This one felt so real. I swear it was in color. They told me it was a gunshot. They wanted me to go on and get through life because you know, I had obligations. So I went to a bridal shower and I felt like I was going to puke. The entire time I felt like I wanted to lose it, but I had to hold it together. I remember the dream ending with me sobbing in my father in law’s chest as I stood in my parents kitchen. And I woke up. I clutched my husband against me in our bed and I sobbed out loud as he held me back, telling me “I’m alive, I’m going to be here, I’m not going anywhere.” I didn’t have to tell him what the dream was about, he knew.
The problem with these dreams is they bring back the reality of how fucking difficult it is to be a widow.

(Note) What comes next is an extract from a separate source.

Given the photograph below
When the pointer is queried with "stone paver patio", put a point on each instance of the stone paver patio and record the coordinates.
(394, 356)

I remember myself, several weeks ago, thinking “I could do this again if I have to,” the naive looking-back-on-things. But I don’t want to have to. I want that to be put off for as long as possible.
Saturday will be our one year anniversary, and I have no doubt I have all sorts of sub – conscious triggers going on in my brain. I want my marriages to be separate, to be able to give each of them their space and their attention, but sometimes that’s just not possible. The memories of how the one ended seem to infringe on my fear of it happening all over again. Of feeling that horrid alone-ness.

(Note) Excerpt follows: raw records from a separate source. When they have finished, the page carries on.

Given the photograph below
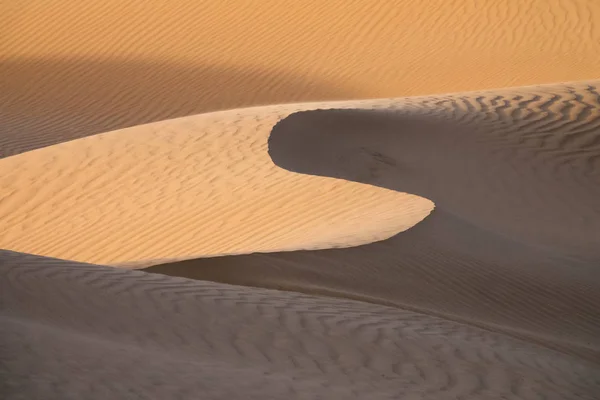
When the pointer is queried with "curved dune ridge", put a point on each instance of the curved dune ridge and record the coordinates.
(126, 141)
(70, 69)
(184, 188)
(514, 243)
(95, 332)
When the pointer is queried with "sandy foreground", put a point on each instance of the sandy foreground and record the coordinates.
(416, 246)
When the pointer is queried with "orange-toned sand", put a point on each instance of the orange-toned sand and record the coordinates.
(71, 68)
(190, 187)
(115, 149)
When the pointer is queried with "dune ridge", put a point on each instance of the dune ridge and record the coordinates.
(124, 332)
(513, 244)
(184, 188)
(70, 69)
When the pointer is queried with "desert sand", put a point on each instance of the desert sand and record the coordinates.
(433, 233)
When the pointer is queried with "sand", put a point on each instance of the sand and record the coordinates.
(79, 68)
(86, 331)
(195, 186)
(439, 246)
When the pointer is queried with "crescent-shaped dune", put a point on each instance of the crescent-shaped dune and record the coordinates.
(179, 189)
(316, 219)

When I was at Camp Widow East last month, I felt like I was the widow on the other side. Laugh, it’s OK. I’m not quite 30, yet I was one of the people there who had been widowed the longest. That’s an odd feeling. I could keep my tears at bay while encouraging the others that right now you’re in seconds, but someday you’ll live in minutes, then days, then weeks and so on. But that’s because I was able to not go back there. I was able to keep myself in the present.

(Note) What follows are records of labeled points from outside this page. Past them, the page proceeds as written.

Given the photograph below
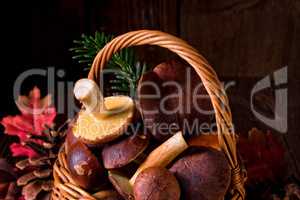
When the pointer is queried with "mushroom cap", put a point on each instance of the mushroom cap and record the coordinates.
(100, 128)
(121, 153)
(85, 168)
(203, 175)
(156, 183)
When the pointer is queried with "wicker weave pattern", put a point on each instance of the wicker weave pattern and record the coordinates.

The only works for so long. Then Michele delivered her keynote. I was so proud of how I was holding it together, being an “old timer”. And then she said it. She explained that even though she’s remarried, a couple of months ago, she just wanted to be held by her late husband, to be in her late husband’s arms. That feeling that none of us want to admit when we’ve been remarried. She was meeting her late husband’s first grand child and holding him for the first time, and all she wanted to do was to be in his arms celebrating this moment with him. I sobbed. I related.
You know why? Because it feels like a betrayal admitting that to anyone. But Michele admitted it and it hit me that even 5.5 years out, grief still just sucks sometimes. Thankfully it’s not as often but when it hits it can be just as intense as those first seconds I had to struggle to breathe through.
So yes, I can understand now why my sub – conscious thoughts are crawling out through my dreams and why I woke up sobbing this morning. But that pain is a really beautiful thing. Sometimes I feel a bit hardened by grief, putting on my tough girl stance and pushing onward. I try not to be weak. But my husband’s love has weakened me in a wonderful way. He has brought back that part of me that wants to count on someone, depend on someone else, the part of me that wants to love without abandon. As we approach our year anniversary I know I am so deeply in love with him and will do anything and everything not to lose him or take his love for granted.
I knew that before, but I guess I know it a bit better now.